If the OBO header declares an ID space of the form: “idspace: GO http://www.go.org/owl# webcite”, all OBO identifiers with the prefix GO: will be mapped to the provided URI, e.g. http://www.go.org/owl#GO_0000001 webcite.

If an OBO ID space prefix does not have a declaration in the header, all identifiers that mention that prefix will be transformed using a default base URI, for example an identifier of the form “SO:0000001” will become “<default-base-uri>SO_0000001”. In case the OBO identifier is flat, e.g. foo, the transformation again uses the default base URI to create “<default-base-uri>UNDEFINED_foo”. Notice that the URI contains “UNDEFINED_”, which clarifies that the URI should be translated into a flat identifier when translating the OWL version back to OBO. Flat identifiers are discouraged in OBO since they are not globally unique. Our transformation scheme only attempts to enable the roundtrip, and does not guarantee uniqueness of the identifiers.

Typedefs defined in OBO Relations Ontology [31] are often used as a common vocabulary in OBO ontologies. Such typedefs have OBO identifiers prefixed with ID space OBO_REL. OBO ontologies assume the presence of this ID space with URI http://www.obofoundry.org/ro/ro.owl webcite even if it is not explicitly stated. When translated into OWL, an XML namespace xmlns:oboRel with the same URI is added to the ontology, and the newly created object property is assigned that namespace. As a result, we ensure that all Relations Ontology constructs are mapped to the same URIs across ontologies.

Relationships

Relationships between OBO terms can be defined using the ‘relationship’ tag. A defined relationship is like a binary predicate and consists of a subject (the term being described in the stanza), a relationship type and an object.

There are multiple kinds of restrictions on relationships that can be expressed using OWL. OBO specifications do not specify any formal semantics for the ‘relationship’ tag that match a specific relationship type restriction defined in OWL. Therefore, we have selected the most general restriction to transform OBO relationships into OWL.

An example of relationship transformation is shown in Table 2 Example C. The owl:someValuesFrom element specifies the type of restriction that is applied to the OWL relationship.
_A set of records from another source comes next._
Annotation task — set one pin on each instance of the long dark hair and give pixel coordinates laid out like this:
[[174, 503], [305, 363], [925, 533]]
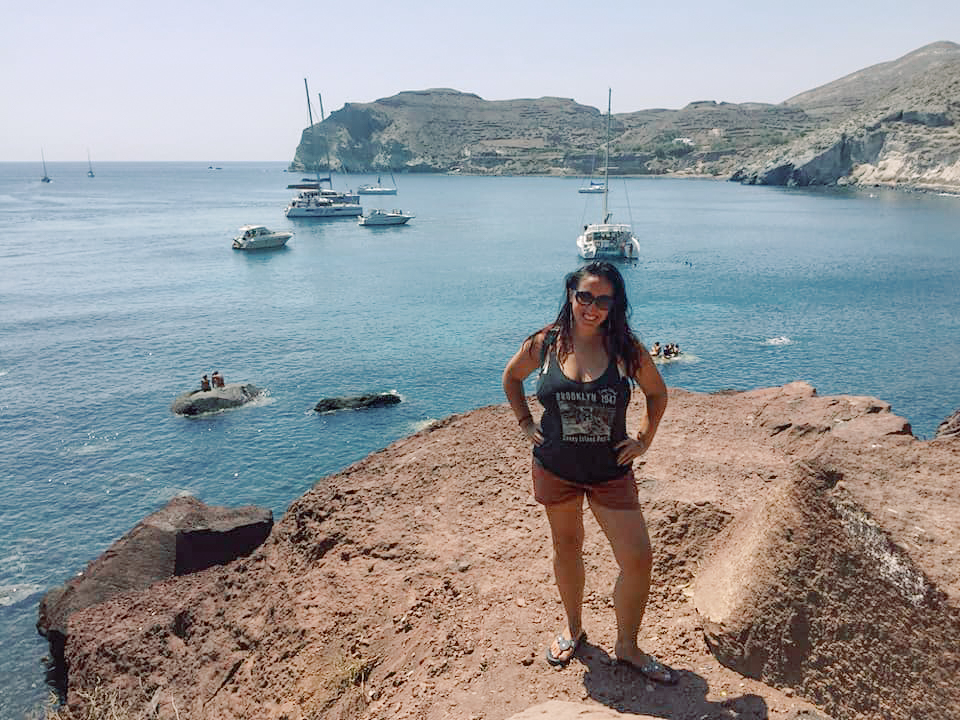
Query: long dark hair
[[621, 343]]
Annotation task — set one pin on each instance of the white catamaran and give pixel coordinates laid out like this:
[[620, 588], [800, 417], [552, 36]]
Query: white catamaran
[[319, 202], [606, 239]]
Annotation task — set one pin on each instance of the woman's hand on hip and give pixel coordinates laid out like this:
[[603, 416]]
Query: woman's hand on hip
[[532, 430]]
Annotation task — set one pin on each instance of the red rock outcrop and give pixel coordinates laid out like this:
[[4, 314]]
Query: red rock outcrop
[[797, 534]]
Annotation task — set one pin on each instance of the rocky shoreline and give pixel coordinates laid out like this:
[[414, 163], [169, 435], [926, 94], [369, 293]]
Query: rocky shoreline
[[805, 567]]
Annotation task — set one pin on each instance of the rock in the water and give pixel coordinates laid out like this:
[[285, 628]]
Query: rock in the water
[[202, 401], [357, 401], [184, 536], [949, 427]]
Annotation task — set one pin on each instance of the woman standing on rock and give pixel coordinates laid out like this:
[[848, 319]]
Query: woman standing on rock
[[587, 360]]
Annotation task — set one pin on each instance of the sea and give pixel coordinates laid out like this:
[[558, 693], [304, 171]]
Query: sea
[[118, 292]]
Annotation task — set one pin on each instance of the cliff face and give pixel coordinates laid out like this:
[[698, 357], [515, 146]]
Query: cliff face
[[894, 123], [805, 552]]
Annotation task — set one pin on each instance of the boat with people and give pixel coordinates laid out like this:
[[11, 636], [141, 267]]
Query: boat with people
[[595, 186], [314, 200], [605, 239], [385, 217], [260, 237], [378, 189]]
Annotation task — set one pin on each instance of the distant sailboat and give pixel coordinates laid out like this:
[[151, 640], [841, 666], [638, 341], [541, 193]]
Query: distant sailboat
[[378, 189], [45, 177]]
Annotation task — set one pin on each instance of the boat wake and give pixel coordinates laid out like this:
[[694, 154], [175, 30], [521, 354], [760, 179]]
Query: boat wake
[[683, 358]]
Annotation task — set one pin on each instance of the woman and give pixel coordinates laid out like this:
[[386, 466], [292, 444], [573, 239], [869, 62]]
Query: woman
[[587, 360]]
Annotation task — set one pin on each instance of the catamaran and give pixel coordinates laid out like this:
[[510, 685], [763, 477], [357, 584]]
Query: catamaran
[[318, 202], [45, 177], [606, 239]]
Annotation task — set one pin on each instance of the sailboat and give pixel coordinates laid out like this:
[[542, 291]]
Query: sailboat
[[378, 189], [315, 201], [606, 239], [594, 186], [45, 177]]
This restriction is similar to the existential quantifier of predicate logic [7,26]. In the existing OBO ontology content, we have only seen OBO relationships of this kind. It is possible that some ontologies use a different semantics of relationships. Currently, we do not have a way of differentiating between the two uses of OBO relationships so our transformation is based on the common semantics.

Subsets

Terms in an OBO ontology can be organized into subsets. A term can belong to multiple subsets.

In order to declare a subset, a value for the tag ‘subsetdef’ is specified in the OBO ontology header. This value consists of a subset ID (or subset name) and a quoted description about the subset. A term can be assigned to a defined subset using the ‘subset’ tag. Multiple ‘subset’ tags are used to assign the term to multiple subsets of the ontology.

When the ontology is translated into OWL, the mapping of subsets is one of the more complex processes. This is due to the fact that subsets do not have a semantic equivalent in OWL. Therefore, we use some OWL features to construct elements that serve as subsets. Subsets fall in the OBO Ontology Extensions in the OBO layer cake.

The local ID (or name) assigned to the subset, which is locally unique, becomes the OWL ID of a subset resource. A subset resource is declared using an oboInOwl:Subset element. The inSubset annotation is used to assign terms to a subset, and it is expressed within the owl:Class element.

Obsolete content

OBO format supports obsolete content. A term or typedef can be marked as obsolete using the ‘is_obsolete’ tag with a ‘true’ Boolean value. The ‘is_obsolete’ tag is in the OBO Ontology Extensions.

Obsolete terms and typedefs are not allowed to have any relationships with other terms or typedefs, including the subclass and sub-property relationships.

When translated into OWL, an obsolete term becomes a subclass of oboInOwl:ObsoleteClass (Table 2 Example D). Similarly, an obsolete typedef becomes a subproperty of oboInOwl:ObsoleteProperty.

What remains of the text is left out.